| Piłka nożna / PKO BP Ekstraklasa
Jagiellonia Białystok jeszcze przez tydzień będzie szkoliła się w tureckim Belek przed startem wiosennych rozgrywek PKO BP Ekstraklasy. – Mam nadzieję, że w drugim tygodniu zgrupowania kolejny nowy piłkarz, lub piłkarze dołączą do naszej drużyny – mówi dla TVPSPORT.PL dyrektor sportowy Jagiellonii Łukasz Masłowski.
Jagiellonia Białystok już na początku zgrupowania w tureckim Belek znalazła się w niekomfortowej sytuacji. Zerwania bocznych więzadeł w kolanie doznał środkowy obrońca Adrian Dieguez, który był filarem obrony żółto-czerwonych. Ze względu na uraz zawodnika Jagiellonia rozpoczęła poszukiwania stopera, który mógłby zasilić szeregi drużyny.

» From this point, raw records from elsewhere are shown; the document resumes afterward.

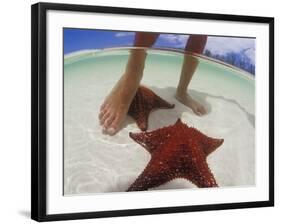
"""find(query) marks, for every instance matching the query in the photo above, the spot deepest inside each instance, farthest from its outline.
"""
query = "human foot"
(188, 101)
(116, 105)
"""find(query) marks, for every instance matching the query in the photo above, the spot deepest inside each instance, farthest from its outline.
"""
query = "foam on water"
(96, 163)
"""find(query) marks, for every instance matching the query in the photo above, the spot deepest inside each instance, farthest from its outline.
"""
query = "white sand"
(95, 162)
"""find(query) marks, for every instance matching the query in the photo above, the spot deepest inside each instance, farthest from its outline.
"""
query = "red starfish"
(177, 151)
(144, 101)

– To bardzo duża strata dla nas i niespodziewany zwrot akcji, jeśli chodzi o poszukiwania piłkarzy na różnych pozycjach. To dla nas gorący temat, by znaleźć kogoś, kto będzie mógł rywalizować na tej pozycji i zastąpić Adriana. No przykra sprawa, bo prawdopodobnie ta runda dla Adriana będzie z głowy. Potwierdzam, że szukamy następcy na tę pozycję. Zobaczymy, co z tego będzie, ale zdajemy sobie sprawę, że profil piłkarza, jaki ma Adrian Dieguez, jest rzadko spotykany na rynku i nie będzie na pewno łatwo znaleźć takiego zawodnika – powiedział dla TVPSPORT.PL dyrektor sportowy Jagiellonii Łukasz Masłowski.
Szef pionu sportowego mistrzów Polski przyznał, że kontuzja Adriana Diegueza nie przedefiniowała planów transferowych Jagi.

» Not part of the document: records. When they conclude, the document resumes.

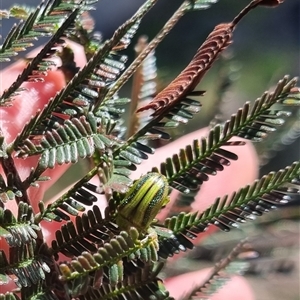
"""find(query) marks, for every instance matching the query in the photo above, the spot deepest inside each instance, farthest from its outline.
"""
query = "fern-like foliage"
(263, 195)
(119, 253)
(188, 169)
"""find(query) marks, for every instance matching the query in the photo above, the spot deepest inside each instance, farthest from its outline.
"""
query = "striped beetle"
(142, 202)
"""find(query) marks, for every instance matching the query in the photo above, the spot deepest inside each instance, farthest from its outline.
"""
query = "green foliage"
(120, 252)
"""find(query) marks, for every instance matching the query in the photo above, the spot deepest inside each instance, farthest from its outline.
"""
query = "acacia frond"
(70, 203)
(24, 264)
(143, 284)
(265, 194)
(217, 41)
(9, 296)
(89, 232)
(38, 291)
(43, 21)
(77, 97)
(77, 137)
(117, 258)
(188, 169)
(18, 231)
(186, 6)
(40, 64)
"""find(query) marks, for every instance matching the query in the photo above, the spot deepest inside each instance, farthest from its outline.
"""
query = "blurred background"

– To nie przedefiniowało naszych planów transferowych, po prostu doszedł kolejny. Mam nadzieję, że w drugim tygodniu zgrupowania kolejny nowy piłkarz, lub piłkarze dołączą do naszej drużyny. Rozmowy prowadzimy i są bardzo zaawansowane. Dziś bardzo trudno się pozyskuje piłkarzy, zwłaszcza w tym okresie. Są też duże oczekiwania w sprawie tych zawodników, którzy mieliby do nas dołączyć – powiedział Łukasz Masłowski.

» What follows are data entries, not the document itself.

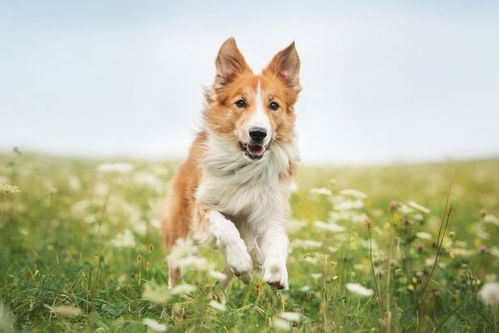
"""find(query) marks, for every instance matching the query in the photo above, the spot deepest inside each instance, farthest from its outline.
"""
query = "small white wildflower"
(217, 275)
(155, 293)
(291, 316)
(217, 306)
(305, 243)
(494, 251)
(348, 204)
(183, 289)
(74, 183)
(115, 167)
(305, 288)
(320, 191)
(423, 235)
(353, 193)
(418, 207)
(333, 227)
(404, 209)
(9, 189)
(140, 228)
(67, 310)
(489, 293)
(126, 239)
(281, 324)
(154, 325)
(462, 252)
(359, 289)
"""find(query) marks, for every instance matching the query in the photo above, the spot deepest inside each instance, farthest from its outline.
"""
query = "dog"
(233, 188)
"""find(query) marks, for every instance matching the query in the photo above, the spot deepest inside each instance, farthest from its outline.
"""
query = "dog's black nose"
(258, 133)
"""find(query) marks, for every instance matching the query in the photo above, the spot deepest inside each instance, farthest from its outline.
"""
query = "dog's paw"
(275, 273)
(238, 259)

– Na dziś staramy się o transfer środkowego obrońcy i skrzydłowego, który mógłby też zagrać na pozycji numer dziesięć. To są dla nas priorytety. Może też się pojawi ktoś, kto wdrażał się w nasz projekt od lata. Zdajemy sobie sprawę, że takie ruchy też będą potrzebne. Jeśli ktoś miał do nas wcześniej dołączyć, to miałoby to miejsce teraz – dodał dyrektor sportowy Jagiellonii Białystok.
Spekulacje medialne mówią o zainteresowaniu Jagiellonii piłkarzem Górnika Zabrze Norbertem Wojtuszkiem oraz środkowym obrońcą Omonii Nikozja Nikolasem Panagiotou. Obecnie podczas zgrupowania w Turcji trener Adrian Siemieniec ma do swojej dyspozycji tylko trzech stoperów. To Mateusz Skrzypczak, Dusan Stojinović oraz Dimitrios Retsos, który dotychczas występował w rezerwach żółto-czerwonych.
Cała trójka miała szansę pokazania się sztabowi szkoleniowemu podczas meczu sparingowego z CSKA Sofia, który Jaga wygrała aż 7:0. Pytany o ocenę gry Jagiellonii w sparingach dyrektor sportowy Łukasz Masłowski stwierdził, że nie należy oceniać gry zespołu na podstawie meczów kontrolnych.
– To nie jest czas na ocenę gry naszej drużyny. Przede wszystkim skupiamy się na pracy, żeby ulepszać naszą grę, żeby eliminować błędy, a sparingi są uzupełnieniem tego. Przez pryzmat wyników w sparingach absolutnie nie mam zamiaru wyciągać żadnych wniosków. Jedynie mogę powiedzieć, że ta drużyna jest coraz bardziej dojrzała i to mnie bardzo cieszy – powiedział Masłowski.
Zapytaliśmy też dyrektora sportowego Jagi o ocenę gry młodzieżowców.
– Tym bardziej przez pryzmat jednego meczu nie mam zamiar wyciągać wniosków na temat gry naszych juniorów. To, że oni są z nami dzisiaj na obozie, to już o nich świadczy, że mają odpowiedni potencjał i ten obóz jest dla nich nagrodą. Cieszymy się, że potencjał potwierdzili w sparingu, choć do poważnej piłki jeszcze trochę braknie. Natomiast cieszymy się z tego, że są już fundamenty do dalszego rozwoju – zakończył dyrektor sportowy Jagiellonii.
Jaga rozegra jeszcze dwa mecze kontrolne w Belek. Rywalami mistrzów Polski będzie Maribor oraz Partizan Belgrad. 2 lutego żółto-czerwoni wrócą na ligowe podwórko. Wówczas zmierzą się u siebie z Radomiakiem Radom.